さて次は、2017年4月15日(土)・4月16日(日)と浅草で開催されていた、紙ものにまつわるクリエーター・ショップが集う「紙博」です。

紙博 |

ざらざら、つるつるといった触り心地。印刷したての用紙や、それに染み込んだインクの匂い。手にした時に、ほのかに感じる重さとぬくもり。紙にしか存在しない、五感に訴えかける魅力が、そこにあるからかもしれません。一本の線が描かれた時、デザインが施された時、ただの真っ白な紙が、暮らしに彩りを与えるアイテムに変わる、その魔法のような姿に心がときめくからかもしれません。

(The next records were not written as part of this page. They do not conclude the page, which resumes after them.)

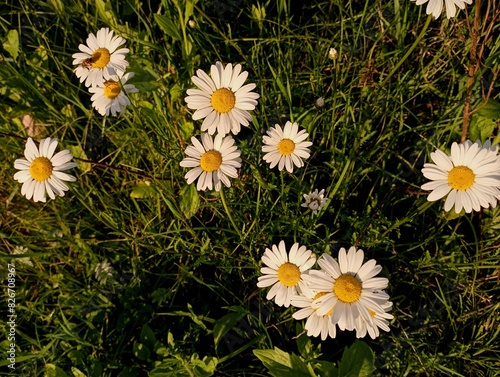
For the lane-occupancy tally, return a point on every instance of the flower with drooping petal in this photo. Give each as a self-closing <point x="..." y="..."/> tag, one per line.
<point x="286" y="147"/>
<point x="222" y="100"/>
<point x="42" y="171"/>
<point x="110" y="98"/>
<point x="351" y="288"/>
<point x="285" y="273"/>
<point x="470" y="176"/>
<point x="435" y="7"/>
<point x="213" y="161"/>
<point x="100" y="59"/>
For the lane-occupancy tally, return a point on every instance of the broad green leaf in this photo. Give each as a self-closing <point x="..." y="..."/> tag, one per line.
<point x="357" y="361"/>
<point x="167" y="26"/>
<point x="189" y="200"/>
<point x="226" y="323"/>
<point x="11" y="43"/>
<point x="283" y="364"/>
<point x="148" y="336"/>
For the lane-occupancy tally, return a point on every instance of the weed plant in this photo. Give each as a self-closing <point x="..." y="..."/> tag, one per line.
<point x="182" y="298"/>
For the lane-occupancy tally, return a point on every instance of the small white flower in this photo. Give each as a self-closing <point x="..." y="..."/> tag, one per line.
<point x="42" y="171"/>
<point x="212" y="161"/>
<point x="103" y="272"/>
<point x="315" y="200"/>
<point x="22" y="250"/>
<point x="435" y="7"/>
<point x="286" y="273"/>
<point x="222" y="100"/>
<point x="110" y="98"/>
<point x="470" y="176"/>
<point x="100" y="60"/>
<point x="286" y="147"/>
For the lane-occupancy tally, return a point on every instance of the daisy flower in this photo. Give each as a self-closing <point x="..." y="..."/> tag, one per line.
<point x="470" y="176"/>
<point x="222" y="100"/>
<point x="380" y="320"/>
<point x="286" y="147"/>
<point x="350" y="286"/>
<point x="315" y="324"/>
<point x="100" y="59"/>
<point x="212" y="161"/>
<point x="110" y="98"/>
<point x="42" y="171"/>
<point x="286" y="273"/>
<point x="315" y="200"/>
<point x="435" y="7"/>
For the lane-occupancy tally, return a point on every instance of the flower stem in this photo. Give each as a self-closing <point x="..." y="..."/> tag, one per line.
<point x="226" y="208"/>
<point x="410" y="50"/>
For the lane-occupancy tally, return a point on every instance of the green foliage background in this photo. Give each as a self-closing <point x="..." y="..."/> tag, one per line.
<point x="184" y="299"/>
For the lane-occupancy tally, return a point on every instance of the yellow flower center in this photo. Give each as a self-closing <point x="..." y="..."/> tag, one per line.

主催する手紙社さんのホームページで知り訪れたのですが、ブースによっては近付くのも難しいほどの盛況に驚きました。

すれ違った人の「みんな紙に飢えてる」という会話が妙に耳に残っています(笑)。

ステージイベントでは、ちょうどタイミングよく祖父江さんを遠目ながらも拝見することができました。

来場者プレゼントとして、紙の切れ端を自由に選んで持ち帰ることができるコーナーも。

なにかに有効活用したい…!

 

まだまだ果てしなくひろがる、紙と印刷の世界を存分に味わった週末でした。